A higher frequency of delivery is likely to positively affect the customers that purchase mainly ‘Fresh’ and ‘Milk’ products. It might have no effect on other customers, although a higher frequency of truck delivery could be a disturbance (more traffic, etc..) and impact the customer’ bottom line. In order to determine which customers would respond positively to new delivery service, one could split the customers in 2 similar sets (setA and setB): i.e customers belonging to segment_0 would be equaly split between setA and setB, and same thing for customers of segment_1. We would then expose only one set (for example setA) to the new delivery service, and keep the service unchanged for the 2nd set of customers setB. We can then compare setA and setB to determine what group of customers that the new service affects the most.

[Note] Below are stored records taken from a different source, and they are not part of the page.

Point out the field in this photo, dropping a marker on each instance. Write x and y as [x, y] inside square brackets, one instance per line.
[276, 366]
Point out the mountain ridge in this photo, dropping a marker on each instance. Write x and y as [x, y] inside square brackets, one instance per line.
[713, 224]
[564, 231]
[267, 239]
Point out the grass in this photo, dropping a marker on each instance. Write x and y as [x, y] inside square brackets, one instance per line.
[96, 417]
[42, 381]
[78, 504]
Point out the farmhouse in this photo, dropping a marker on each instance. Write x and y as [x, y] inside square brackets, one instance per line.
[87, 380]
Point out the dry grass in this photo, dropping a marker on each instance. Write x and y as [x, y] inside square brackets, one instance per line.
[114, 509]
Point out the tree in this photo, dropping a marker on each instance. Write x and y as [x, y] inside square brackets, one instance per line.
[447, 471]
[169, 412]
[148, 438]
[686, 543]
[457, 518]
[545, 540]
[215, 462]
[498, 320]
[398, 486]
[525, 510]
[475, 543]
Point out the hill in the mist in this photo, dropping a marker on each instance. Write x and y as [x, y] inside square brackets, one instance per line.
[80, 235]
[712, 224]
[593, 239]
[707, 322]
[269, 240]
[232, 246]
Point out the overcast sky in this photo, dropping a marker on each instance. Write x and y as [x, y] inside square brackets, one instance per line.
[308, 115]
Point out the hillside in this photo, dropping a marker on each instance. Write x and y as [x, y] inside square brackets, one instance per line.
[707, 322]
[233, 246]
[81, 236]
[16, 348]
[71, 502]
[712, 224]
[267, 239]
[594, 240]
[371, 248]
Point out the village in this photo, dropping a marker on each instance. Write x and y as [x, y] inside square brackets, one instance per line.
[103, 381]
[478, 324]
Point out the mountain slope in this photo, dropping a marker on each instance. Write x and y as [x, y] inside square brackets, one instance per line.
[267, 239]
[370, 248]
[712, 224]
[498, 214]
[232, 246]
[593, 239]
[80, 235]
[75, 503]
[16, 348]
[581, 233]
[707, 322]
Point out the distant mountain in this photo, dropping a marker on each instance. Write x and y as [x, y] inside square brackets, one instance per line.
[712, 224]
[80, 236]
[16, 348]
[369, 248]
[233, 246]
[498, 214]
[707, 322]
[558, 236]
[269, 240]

[+]Additional structure is derived from originally unlabeled data when using clustering techniques. Since each customer has a customer segment it best identifies with (depending on the clustering algorithm applied), we can consider ‘customer segment’ as an engineered feature for the data. If the wholesale distributor recently acquired ten new customers and each provided estimates for anticipated annual spending of each product category. Knowing these estimates, the wholesale distributor wants to classify each new customer to a customer segment to determine the most appropriate delivery service. How can the wholesale distributor label the new customers using only their estimated product spending and the customer segment data?

The target variable would be the customer_segment. We could train a Decision Tree Classifier (or any other classification algorithm) on existing customers using the customer_segment as the label. The wholesale distributor can then ‘run’ the new customers through the classifier which would then outputs the segment that the new customers belong to.

Let ‘s Visualize Underlying Distributions:

At the beginning of this project, it was discussed that the 'Channel' and 'Region' features would be excluded from the dataset so that the customer product categories were emphasized in the analysis. By reintroducing the 'Channel' feature to the dataset, an interesting structure emerges when considering the same PCA dimensionality reduction applied earlier to the original dataset. We can see how each data point is labeled either 'HoReCa' (Hotel/Restaurant/Cafe) or 'Retail' the reduced space.

The clustering model with 2 clusters reproduces fairly well the distribution of Hotel/Restaurant/Cafe and Retailer customer. Though, there are a few data points (green) that are embedded in a large population of red data points. Our GMM model shows a clearer/sharper boundary between the 2 segments. The customers with Dimension2 in the range [-2, 2] and Dimension1 < -1 are likely to have a very high probability to belong to segment1, but there would still be a negligible probability that the customer belongs to segment0.